KABUL (Reuters) ? An attack on a police station in the west of Kabul on Friday ended without casualties, police and the Interior Ministry said.
An attacker threw a hand grenade at the station, ministry spokesman Sediq Sediqqi said on his official Twitter account, and soon afterwards police said they had regained control.
"There were gunfights in Police District Five. There were no casualties.

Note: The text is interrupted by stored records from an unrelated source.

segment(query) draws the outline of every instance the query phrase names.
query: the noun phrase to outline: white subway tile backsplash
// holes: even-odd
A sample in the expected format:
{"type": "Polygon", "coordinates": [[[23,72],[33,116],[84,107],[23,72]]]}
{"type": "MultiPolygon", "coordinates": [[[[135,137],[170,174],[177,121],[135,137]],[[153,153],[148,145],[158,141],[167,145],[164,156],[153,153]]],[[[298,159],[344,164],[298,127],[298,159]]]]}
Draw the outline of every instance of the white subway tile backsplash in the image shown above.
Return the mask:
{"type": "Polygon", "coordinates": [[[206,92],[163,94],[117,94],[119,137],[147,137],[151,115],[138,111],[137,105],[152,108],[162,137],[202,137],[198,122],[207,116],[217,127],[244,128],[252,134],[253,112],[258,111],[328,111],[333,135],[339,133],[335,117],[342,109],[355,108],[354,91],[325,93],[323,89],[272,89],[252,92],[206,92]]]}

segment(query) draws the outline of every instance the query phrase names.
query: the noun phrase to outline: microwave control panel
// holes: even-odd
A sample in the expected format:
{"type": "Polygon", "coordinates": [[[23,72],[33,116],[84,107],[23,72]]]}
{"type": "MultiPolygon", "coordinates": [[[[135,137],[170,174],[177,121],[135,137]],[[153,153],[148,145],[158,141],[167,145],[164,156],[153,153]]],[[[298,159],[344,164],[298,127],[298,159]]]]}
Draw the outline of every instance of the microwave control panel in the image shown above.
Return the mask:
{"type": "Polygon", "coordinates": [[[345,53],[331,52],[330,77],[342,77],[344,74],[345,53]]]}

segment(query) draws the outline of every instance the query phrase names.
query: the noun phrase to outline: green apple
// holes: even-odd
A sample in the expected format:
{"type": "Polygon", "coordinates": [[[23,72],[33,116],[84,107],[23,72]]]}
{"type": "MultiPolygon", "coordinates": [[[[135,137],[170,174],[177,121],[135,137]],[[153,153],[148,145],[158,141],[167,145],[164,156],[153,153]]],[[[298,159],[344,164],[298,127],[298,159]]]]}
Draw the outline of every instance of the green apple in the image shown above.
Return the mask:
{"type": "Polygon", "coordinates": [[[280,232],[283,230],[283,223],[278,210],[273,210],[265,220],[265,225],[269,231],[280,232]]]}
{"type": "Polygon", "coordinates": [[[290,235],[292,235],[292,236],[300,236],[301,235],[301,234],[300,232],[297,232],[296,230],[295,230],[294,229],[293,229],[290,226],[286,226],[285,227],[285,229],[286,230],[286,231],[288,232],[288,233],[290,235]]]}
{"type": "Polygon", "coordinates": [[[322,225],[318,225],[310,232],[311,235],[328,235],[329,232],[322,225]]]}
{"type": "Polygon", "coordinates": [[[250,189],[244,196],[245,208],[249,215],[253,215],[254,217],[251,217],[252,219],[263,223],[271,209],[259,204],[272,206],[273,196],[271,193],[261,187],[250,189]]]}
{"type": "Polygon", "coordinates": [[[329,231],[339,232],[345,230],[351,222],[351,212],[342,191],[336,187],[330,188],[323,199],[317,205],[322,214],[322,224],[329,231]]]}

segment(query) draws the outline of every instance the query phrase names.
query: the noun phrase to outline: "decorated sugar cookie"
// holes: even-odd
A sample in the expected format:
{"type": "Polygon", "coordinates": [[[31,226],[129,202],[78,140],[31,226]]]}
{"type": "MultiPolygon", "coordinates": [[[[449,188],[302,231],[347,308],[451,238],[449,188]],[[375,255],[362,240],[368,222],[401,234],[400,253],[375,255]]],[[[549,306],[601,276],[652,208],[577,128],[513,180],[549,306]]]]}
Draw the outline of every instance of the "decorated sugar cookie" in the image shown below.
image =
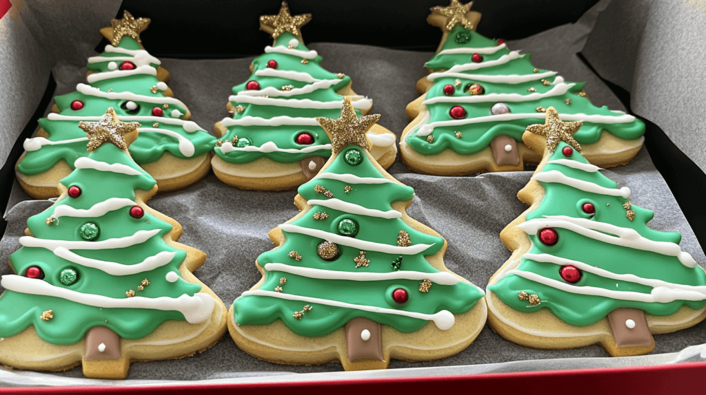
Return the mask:
{"type": "Polygon", "coordinates": [[[246,352],[380,369],[453,355],[482,329],[483,291],[446,269],[446,242],[405,213],[414,190],[369,151],[379,116],[359,118],[347,98],[340,118],[317,118],[331,157],[299,187],[301,212],[270,232],[277,246],[257,259],[263,279],[230,311],[246,352]]]}
{"type": "Polygon", "coordinates": [[[213,345],[226,310],[193,276],[206,254],[176,242],[181,227],[145,203],[155,180],[127,146],[139,123],[112,108],[76,127],[87,156],[61,194],[28,220],[16,273],[0,285],[0,363],[88,377],[126,377],[132,360],[173,359],[213,345]]]}
{"type": "Polygon", "coordinates": [[[186,105],[173,97],[166,84],[169,72],[143,47],[140,32],[149,23],[125,11],[122,19],[101,29],[111,44],[100,56],[88,58],[88,83],[55,97],[53,112],[39,120],[37,136],[25,142],[16,173],[30,196],[59,195],[59,180],[88,154],[88,138],[78,123],[100,120],[109,107],[121,120],[142,125],[130,153],[157,180],[160,192],[186,187],[208,173],[215,139],[189,120],[186,105]]]}
{"type": "Polygon", "coordinates": [[[646,353],[653,334],[706,317],[706,275],[681,234],[648,227],[652,212],[581,155],[580,127],[550,108],[522,137],[544,158],[517,194],[530,208],[500,234],[513,255],[491,277],[489,322],[530,347],[646,353]]]}
{"type": "Polygon", "coordinates": [[[417,82],[421,96],[407,107],[412,122],[400,153],[412,170],[438,175],[521,170],[541,156],[522,142],[527,125],[554,106],[562,119],[582,121],[576,140],[589,162],[624,165],[642,144],[645,125],[633,115],[596,107],[583,90],[556,71],[537,68],[529,54],[474,30],[480,13],[452,0],[434,7],[427,21],[443,32],[436,54],[417,82]]]}
{"type": "MultiPolygon", "coordinates": [[[[300,28],[311,14],[292,16],[282,2],[277,15],[260,17],[275,39],[251,65],[252,77],[233,88],[232,117],[215,125],[213,171],[245,189],[291,189],[316,175],[331,154],[331,142],[316,117],[335,117],[349,97],[358,115],[372,101],[351,89],[350,77],[321,67],[321,56],[304,45],[300,28]]],[[[370,152],[385,168],[397,155],[395,137],[375,125],[370,152]]]]}

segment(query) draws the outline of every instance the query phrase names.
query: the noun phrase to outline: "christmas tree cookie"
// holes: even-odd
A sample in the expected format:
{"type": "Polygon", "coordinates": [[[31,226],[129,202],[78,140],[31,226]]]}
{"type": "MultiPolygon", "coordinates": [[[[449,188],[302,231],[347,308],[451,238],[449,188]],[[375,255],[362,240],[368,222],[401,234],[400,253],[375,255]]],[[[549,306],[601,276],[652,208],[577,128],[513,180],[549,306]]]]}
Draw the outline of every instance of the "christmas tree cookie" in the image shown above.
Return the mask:
{"type": "Polygon", "coordinates": [[[530,208],[500,234],[513,254],[490,279],[489,322],[530,347],[646,353],[652,334],[706,317],[706,275],[681,234],[649,228],[652,212],[583,158],[580,127],[550,108],[522,136],[543,158],[517,194],[530,208]]]}
{"type": "Polygon", "coordinates": [[[474,30],[480,14],[452,0],[427,18],[443,32],[436,54],[417,82],[421,96],[407,107],[412,122],[400,151],[412,170],[439,175],[523,170],[542,157],[522,142],[527,125],[554,106],[563,119],[582,121],[575,136],[590,163],[630,162],[642,144],[645,125],[633,115],[596,107],[585,83],[568,82],[536,68],[529,54],[510,51],[474,30]]]}
{"type": "Polygon", "coordinates": [[[2,365],[80,363],[86,377],[119,379],[133,360],[192,355],[225,333],[225,306],[192,274],[206,254],[176,243],[181,225],[145,203],[156,182],[127,151],[139,125],[112,108],[78,124],[88,156],[28,220],[10,256],[17,274],[0,282],[2,365]]]}
{"type": "Polygon", "coordinates": [[[157,180],[160,192],[184,187],[208,173],[215,139],[189,120],[189,108],[167,86],[169,72],[143,47],[140,32],[149,23],[125,11],[122,19],[101,29],[111,44],[88,58],[88,84],[55,97],[53,113],[39,120],[37,136],[25,142],[16,173],[30,196],[59,196],[59,180],[88,154],[88,138],[78,123],[100,120],[109,107],[121,120],[142,124],[130,153],[157,180]]]}
{"type": "Polygon", "coordinates": [[[332,155],[299,187],[301,212],[270,232],[277,246],[258,258],[263,279],[230,311],[246,352],[379,369],[456,353],[483,327],[482,290],[445,268],[445,240],[405,213],[414,190],[370,154],[379,117],[359,118],[346,98],[340,118],[317,118],[332,155]]]}
{"type": "MultiPolygon", "coordinates": [[[[260,27],[275,43],[253,61],[252,77],[233,88],[227,105],[232,118],[215,125],[220,137],[212,165],[226,184],[245,189],[296,188],[321,169],[331,142],[316,118],[335,117],[344,97],[359,115],[372,101],[351,89],[349,77],[321,67],[321,56],[304,44],[300,27],[311,14],[289,15],[282,2],[277,15],[260,17],[260,27]]],[[[370,153],[385,168],[397,156],[395,137],[374,125],[367,138],[370,153]]]]}

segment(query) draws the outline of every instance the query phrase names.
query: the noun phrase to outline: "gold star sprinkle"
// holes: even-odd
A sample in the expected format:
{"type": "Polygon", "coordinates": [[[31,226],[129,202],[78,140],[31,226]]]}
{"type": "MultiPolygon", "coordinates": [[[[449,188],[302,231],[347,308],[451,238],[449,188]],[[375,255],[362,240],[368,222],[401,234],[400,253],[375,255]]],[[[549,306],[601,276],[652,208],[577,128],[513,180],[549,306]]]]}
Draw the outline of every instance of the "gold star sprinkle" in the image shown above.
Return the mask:
{"type": "Polygon", "coordinates": [[[331,150],[337,153],[349,145],[368,149],[368,139],[365,132],[380,119],[380,114],[358,118],[349,97],[343,99],[341,116],[336,119],[316,117],[322,127],[331,135],[331,150]]]}
{"type": "Polygon", "coordinates": [[[361,251],[358,253],[358,256],[353,258],[353,261],[355,262],[355,268],[357,269],[361,266],[368,267],[368,264],[370,263],[370,260],[365,257],[365,251],[361,251]]]}
{"type": "Polygon", "coordinates": [[[52,318],[54,318],[54,311],[47,310],[42,312],[42,315],[40,315],[40,318],[42,318],[44,321],[49,321],[52,318]]]}
{"type": "Polygon", "coordinates": [[[277,15],[263,15],[260,17],[260,30],[264,30],[275,39],[285,32],[289,32],[301,40],[301,32],[299,28],[311,20],[311,14],[304,13],[292,16],[289,7],[286,1],[282,2],[280,13],[277,15]]]}
{"type": "Polygon", "coordinates": [[[140,33],[147,29],[147,25],[150,24],[149,18],[138,18],[135,19],[128,11],[123,13],[122,19],[113,18],[110,21],[110,25],[113,28],[113,37],[111,40],[114,46],[120,44],[120,40],[125,36],[135,39],[135,41],[142,43],[140,39],[140,33]]]}
{"type": "Polygon", "coordinates": [[[563,122],[559,118],[559,113],[554,107],[546,109],[546,116],[544,125],[536,123],[527,126],[527,131],[532,132],[540,136],[546,136],[546,146],[549,152],[556,149],[559,142],[564,142],[574,147],[576,151],[581,151],[581,145],[574,139],[573,134],[581,127],[583,123],[580,121],[563,122]]]}
{"type": "Polygon", "coordinates": [[[412,240],[409,239],[409,234],[404,230],[400,230],[397,234],[397,245],[400,247],[407,247],[411,244],[412,240]]]}
{"type": "Polygon", "coordinates": [[[458,0],[451,0],[451,4],[448,7],[432,7],[431,13],[446,17],[446,25],[443,27],[444,31],[451,30],[456,25],[462,25],[466,29],[474,30],[480,19],[480,14],[473,12],[471,15],[467,15],[471,12],[472,4],[473,1],[462,4],[458,0]]]}
{"type": "Polygon", "coordinates": [[[424,281],[419,283],[419,292],[424,292],[426,294],[431,289],[431,280],[425,278],[424,281]]]}
{"type": "Polygon", "coordinates": [[[88,152],[95,151],[105,142],[110,142],[120,149],[126,150],[128,145],[125,143],[125,136],[123,134],[132,132],[140,126],[136,122],[121,122],[112,107],[108,108],[98,122],[78,123],[78,127],[88,134],[88,152]]]}

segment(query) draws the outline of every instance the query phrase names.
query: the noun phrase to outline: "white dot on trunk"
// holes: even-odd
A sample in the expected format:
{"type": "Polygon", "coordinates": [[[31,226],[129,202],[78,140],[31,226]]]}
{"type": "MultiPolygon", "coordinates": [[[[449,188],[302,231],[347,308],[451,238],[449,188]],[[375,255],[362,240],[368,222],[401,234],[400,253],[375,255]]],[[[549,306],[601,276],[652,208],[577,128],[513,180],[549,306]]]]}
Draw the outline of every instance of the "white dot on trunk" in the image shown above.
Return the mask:
{"type": "Polygon", "coordinates": [[[368,330],[363,330],[363,332],[360,332],[360,338],[363,340],[367,341],[370,339],[370,331],[368,330]]]}

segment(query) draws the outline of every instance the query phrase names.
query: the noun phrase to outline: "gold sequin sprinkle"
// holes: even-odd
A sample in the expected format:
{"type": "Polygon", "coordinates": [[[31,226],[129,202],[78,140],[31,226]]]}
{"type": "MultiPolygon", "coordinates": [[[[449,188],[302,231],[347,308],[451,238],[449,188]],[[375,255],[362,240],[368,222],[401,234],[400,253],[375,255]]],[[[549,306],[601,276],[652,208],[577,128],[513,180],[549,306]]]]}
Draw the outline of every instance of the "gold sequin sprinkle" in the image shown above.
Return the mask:
{"type": "Polygon", "coordinates": [[[44,321],[49,321],[52,318],[54,318],[54,311],[47,310],[42,312],[42,315],[40,315],[40,318],[42,318],[44,321]]]}
{"type": "Polygon", "coordinates": [[[397,245],[400,247],[406,247],[411,244],[412,240],[409,239],[409,234],[404,230],[400,230],[397,234],[397,245]]]}
{"type": "Polygon", "coordinates": [[[429,289],[431,289],[431,280],[425,278],[424,281],[419,283],[419,292],[427,293],[429,289]]]}
{"type": "Polygon", "coordinates": [[[368,264],[370,263],[370,260],[365,257],[365,251],[361,251],[358,253],[358,256],[353,258],[353,261],[355,262],[355,268],[357,269],[361,266],[368,267],[368,264]]]}

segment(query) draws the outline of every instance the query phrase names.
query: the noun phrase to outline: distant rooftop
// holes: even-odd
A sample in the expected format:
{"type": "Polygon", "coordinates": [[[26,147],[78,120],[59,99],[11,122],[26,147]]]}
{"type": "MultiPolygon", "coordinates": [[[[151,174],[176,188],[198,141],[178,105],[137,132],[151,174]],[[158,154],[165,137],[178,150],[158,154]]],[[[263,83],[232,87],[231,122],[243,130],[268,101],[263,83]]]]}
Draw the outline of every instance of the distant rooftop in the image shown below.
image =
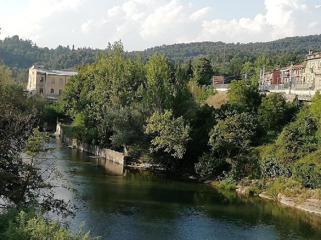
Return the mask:
{"type": "Polygon", "coordinates": [[[58,75],[64,76],[73,76],[76,75],[78,74],[78,71],[77,70],[75,71],[68,70],[66,71],[66,69],[65,70],[49,70],[48,69],[35,69],[35,70],[37,73],[44,73],[47,74],[50,74],[51,75],[58,75]]]}

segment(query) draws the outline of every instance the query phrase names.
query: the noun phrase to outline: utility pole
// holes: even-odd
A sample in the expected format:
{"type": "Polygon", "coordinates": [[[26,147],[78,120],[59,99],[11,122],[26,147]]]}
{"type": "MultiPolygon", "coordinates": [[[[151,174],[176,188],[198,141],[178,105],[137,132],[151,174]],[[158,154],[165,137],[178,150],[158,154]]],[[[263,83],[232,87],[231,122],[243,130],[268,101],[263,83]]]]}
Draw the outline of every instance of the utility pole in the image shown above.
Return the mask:
{"type": "Polygon", "coordinates": [[[263,65],[263,82],[264,82],[264,74],[265,74],[265,65],[263,65]]]}
{"type": "Polygon", "coordinates": [[[262,68],[260,70],[260,79],[259,79],[259,89],[260,89],[260,87],[261,86],[261,80],[262,76],[262,68]]]}
{"type": "Polygon", "coordinates": [[[225,63],[225,48],[226,48],[226,46],[224,46],[224,56],[223,57],[223,63],[225,63]]]}
{"type": "Polygon", "coordinates": [[[291,94],[291,88],[292,85],[292,66],[293,66],[292,62],[291,62],[291,67],[290,67],[290,81],[289,82],[289,86],[290,87],[289,94],[291,94]]]}

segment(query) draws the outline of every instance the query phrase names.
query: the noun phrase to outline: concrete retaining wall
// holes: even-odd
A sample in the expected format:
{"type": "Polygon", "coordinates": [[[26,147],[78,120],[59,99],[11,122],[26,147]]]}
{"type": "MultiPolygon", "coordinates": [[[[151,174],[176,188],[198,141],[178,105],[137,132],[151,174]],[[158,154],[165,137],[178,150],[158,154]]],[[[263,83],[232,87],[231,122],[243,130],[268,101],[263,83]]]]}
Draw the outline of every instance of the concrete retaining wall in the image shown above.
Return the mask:
{"type": "Polygon", "coordinates": [[[84,143],[80,141],[77,141],[76,139],[70,138],[64,134],[63,130],[59,124],[57,124],[55,134],[59,136],[64,142],[68,146],[74,147],[80,150],[90,153],[101,157],[106,157],[108,160],[124,165],[124,154],[121,153],[108,148],[101,148],[98,146],[84,143]]]}

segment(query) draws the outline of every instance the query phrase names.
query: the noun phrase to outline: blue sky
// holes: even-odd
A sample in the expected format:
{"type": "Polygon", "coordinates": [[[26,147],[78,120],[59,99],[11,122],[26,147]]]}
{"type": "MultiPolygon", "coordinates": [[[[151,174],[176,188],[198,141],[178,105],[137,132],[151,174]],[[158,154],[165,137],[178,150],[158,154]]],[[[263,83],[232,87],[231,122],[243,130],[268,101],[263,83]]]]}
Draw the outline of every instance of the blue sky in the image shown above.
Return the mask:
{"type": "Polygon", "coordinates": [[[321,0],[0,0],[0,39],[125,50],[206,41],[265,42],[321,33],[321,0]]]}

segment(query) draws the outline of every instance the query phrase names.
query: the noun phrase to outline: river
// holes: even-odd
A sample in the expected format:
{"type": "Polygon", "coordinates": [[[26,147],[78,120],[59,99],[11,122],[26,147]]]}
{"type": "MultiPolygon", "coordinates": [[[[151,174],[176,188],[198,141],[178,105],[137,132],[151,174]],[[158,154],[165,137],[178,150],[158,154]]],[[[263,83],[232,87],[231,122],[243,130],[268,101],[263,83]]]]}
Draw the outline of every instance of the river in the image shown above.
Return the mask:
{"type": "MultiPolygon", "coordinates": [[[[126,169],[53,139],[58,170],[82,199],[74,229],[104,240],[321,239],[321,217],[257,197],[171,176],[126,169]]],[[[72,193],[57,195],[77,203],[72,193]]]]}

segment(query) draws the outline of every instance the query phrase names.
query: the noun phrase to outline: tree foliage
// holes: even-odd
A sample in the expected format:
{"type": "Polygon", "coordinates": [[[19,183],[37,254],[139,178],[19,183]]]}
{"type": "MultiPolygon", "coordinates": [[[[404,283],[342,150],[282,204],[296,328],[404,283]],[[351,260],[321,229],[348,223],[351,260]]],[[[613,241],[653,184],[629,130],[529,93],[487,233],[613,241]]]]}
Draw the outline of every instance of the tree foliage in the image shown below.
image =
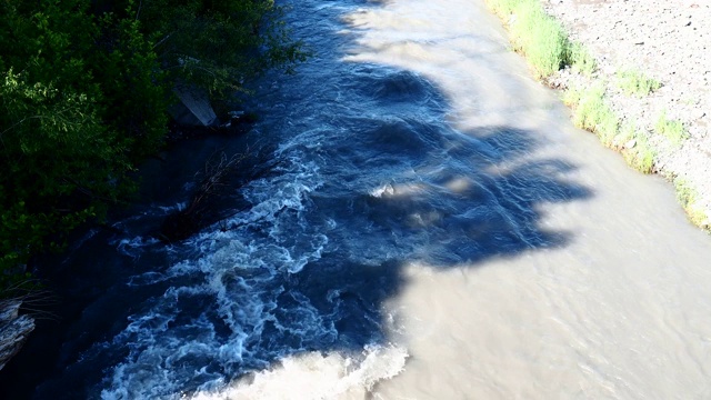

Now everything is under control and we are investigating the case," said Mohammad Zahir, head of the criminal investigation department for Kabul police.
Police officials denied the incident was a suicide attack.
Earlier, a Reuters witness heard gunfire and at least two explosions, and a police source, speaking on condition of anonymity, said several suicide bombers had attacked the police station.
The Taliban generally target military personnel or foreigners, such as in the attack on a convoy of NATO-led International Security Assistance Force (ISAF) vehicles in late October, which killed 13.
That attack was also in the west of the city, an area which does not have a high concentration of foreign residents.
A huge suicide bomb killed 80 people at a Shi'ite Muslim shrine in Kabul last week, an attack the Taliban condemned.
Despite the presence of tens of thousands of Western forces in Afghanistan, the United Nations and other groups say violence is at its worst since U.S.-led Afghan forces toppled the Taliban from power in late 2001.
NATO-led forces say they have seen a decline over recent months in attacks launched by insurgents against their troops.